Bacteria have long been a prolific source of potentially therapeutic natural products. But scientists estimate that only about 1% of bacteria can be grown in the lab, making most unavailable for drug discovery. As a result, scientists have largely abandoned screening microbes to find new antibiotics and other drugs.
Sean F. Brady of Rockefeller University and coworkers now report an approach to natural product discovery that bypasses the need to culture bacteria (Nat. Microbiol. 2018, DOI: 10.1038/s41564-018-0110-1). With the method, the team discovered a new class of antibiotics called malacidins.
The new study “counters the notion that soil bacteria are an exhausted source of natural products, and it opens the door to begin to explore the remaining 99% of microbial diversity that traditional culture-dependent approaches have missed,” says Steven G. Van Lanen of the University of Kentucky College of Pharmacy.
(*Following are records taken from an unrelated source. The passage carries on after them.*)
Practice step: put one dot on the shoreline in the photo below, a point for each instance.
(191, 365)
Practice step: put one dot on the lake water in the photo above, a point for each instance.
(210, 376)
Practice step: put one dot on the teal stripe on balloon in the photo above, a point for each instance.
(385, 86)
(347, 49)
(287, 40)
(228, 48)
Brady and coworkers amplify and sequence bacterial DNA from environmental soil samples and then look for gene clusters that encode enzyme systems likely to biosynthesize natural products with preselected characteristics. The scientists engineer lab bacteria to express those gene clusters and then characterize bioactive metabolites the microbes produce.
In their new study, the researchers looked for gene clusters associated with calcium-binding motifs similar to those in known antibiotics such as daptomycin and friulimicin, which require calcium for their antimicrobial action. The method led them to malacidin A and B, cyclic peptides with lipid tails. The researchers showed that the malacidins work differently from daptomycin and friulimicin, which kill bacteria by disrupting cell membranes and inhibiting cell wall biosynthesis, respectively. But the scientists have yet to uncover the malacidins’ detailed mechanism of action.
The malacidins killed multidrug-resistant Gram-positive bacteria and cleared up a methicillin-resistant Staphylococcus aureus infection on the skin of rats. The targeted bacteria did not seem to develop resistance to the malacidins, and the compounds weren’t toxic to mammalian cells.
“It will take many years to develop malacidins into new antibiotics, even in the best scenario, says Huimin Zhao of the University of Illinois, Urbana-Champaign. “And malacidins kill only Gram-positive pathogens,” whereas Gram-negative therapeutics are currently more scarce. Nevertheless, using a culture-independent search strategy to discover a new class of antibiotics is an important discovery, Zhao says.
Brady says his group’s findings suggest that scientists have yet to characterize most of the lipopeptides produced by soil microbes. “Even within our large soil collection, we have captured only a fraction of the biosynthetic diversity that exists within the calcium-dependent antibiotic family,” he adds.
His team is trying to improve the pharmacological properties of the malacidins and identify natural-product analogs. Brady co-founded Lodo Therapeutics, in New York City, to identify and produce bioactive natural products discovered through this soil-based microbial DNA method (C&EN, Oct. 31, 2016, page 31).